Hilary Putnam - Metaphilosophy and Ontology

Metaphilosophy and Ontology

In the late 1970s and the 1980s, stimulated by results from mathematical logic and by some ideas of Quine, Putnam abandoned his long-standing defence of metaphysical realism—the view that the categories and structures of the external world are both causally and ontologically independent of the conceptualizations of the human mind. He adopted a rather different view, which he called "internal realism".

Putnam renounced internal realism in his reply to Simon Blackburn in the volume Reading Putnam. The reasons he gave up his "antirealism" are stated in the first three of his replies in "The Philosophy of Hilary Putnam", an issue of the journal Philosophical Topics, where he gives a history of his use(s) of the term "internal realism", and, at more length, in his The Threefold Cord: Mind, Body and World (1999).
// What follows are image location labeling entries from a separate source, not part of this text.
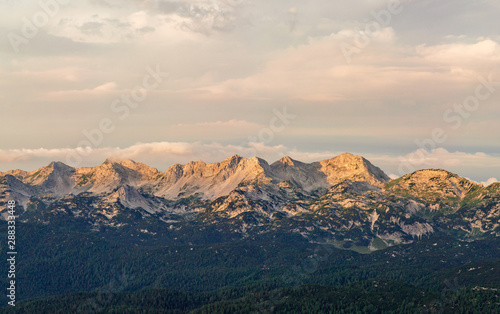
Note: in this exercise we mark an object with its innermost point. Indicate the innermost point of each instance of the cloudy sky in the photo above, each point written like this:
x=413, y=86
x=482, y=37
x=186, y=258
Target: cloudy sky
x=409, y=84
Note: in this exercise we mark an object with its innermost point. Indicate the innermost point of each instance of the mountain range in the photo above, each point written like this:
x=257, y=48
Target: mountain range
x=345, y=201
Internal realism was the view that, although the world may be causally independent of the human mind, the structure of the world—its division into kinds, individuals and categories—is a function of the human mind, and hence the world is not ontologically independent. The general idea is influenced by Kant's idea of the dependence of our knowledge of the world on the "categories of thought".
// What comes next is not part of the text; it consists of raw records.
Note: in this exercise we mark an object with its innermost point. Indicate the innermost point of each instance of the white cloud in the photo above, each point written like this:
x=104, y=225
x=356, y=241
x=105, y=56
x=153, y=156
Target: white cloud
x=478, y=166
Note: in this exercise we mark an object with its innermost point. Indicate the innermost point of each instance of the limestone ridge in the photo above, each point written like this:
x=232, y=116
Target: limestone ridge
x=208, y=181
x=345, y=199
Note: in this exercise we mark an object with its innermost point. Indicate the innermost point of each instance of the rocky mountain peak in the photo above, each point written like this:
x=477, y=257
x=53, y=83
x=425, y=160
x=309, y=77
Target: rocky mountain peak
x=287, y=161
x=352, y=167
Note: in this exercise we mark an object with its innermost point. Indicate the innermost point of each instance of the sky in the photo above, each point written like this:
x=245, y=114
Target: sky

The problem with metaphysical realism, according to Putnam, was that it fails to explain the possibility of reference and truth. According to the metaphysical realist, our concepts and categories refer because they match up in some mysterious manner with the pre-structured categories, kinds and individuals that are inherent in the external world. But how is it possible that the world "carves up" into certain structures and categories, the mind carves up the world into its own categories and structures, and the two "carvings" perfectly coincide? The answer must be that the world does not come pre-structured but that structure must be imposed on it by the human mind and its conceptual schemes. In Reason, Truth, and History, Putnam identified truth with what he termed "idealized rational acceptability." The theory, which owes something to C.S. Peirce, is that a belief is true if it would be accepted by anyone under ideal epistemic conditions.

Nelson Goodman had formulated a similar notion in Fact, Fiction and Forecast in 1956. In that work, Goodman went as far as to suggest that there is "no one world, but many worlds, each created by the human mind." Putnam rejected this form of social constructivism, but retained the idea that there can be many correct descriptions of reality. No one of these descriptions can be scientifically proven to be the "one, true" description of the world. This does not imply relativism, for Putnam, because not all descriptions are equally correct and the ones that are correct are not determined subjectively.

Under the influence of C.S. Peirce and William James, Putnam also became convinced that there is no fact–value dichotomy; that is, ethical and aesthetic judgments often have a factual basis, while scientific judgments have an ethical element.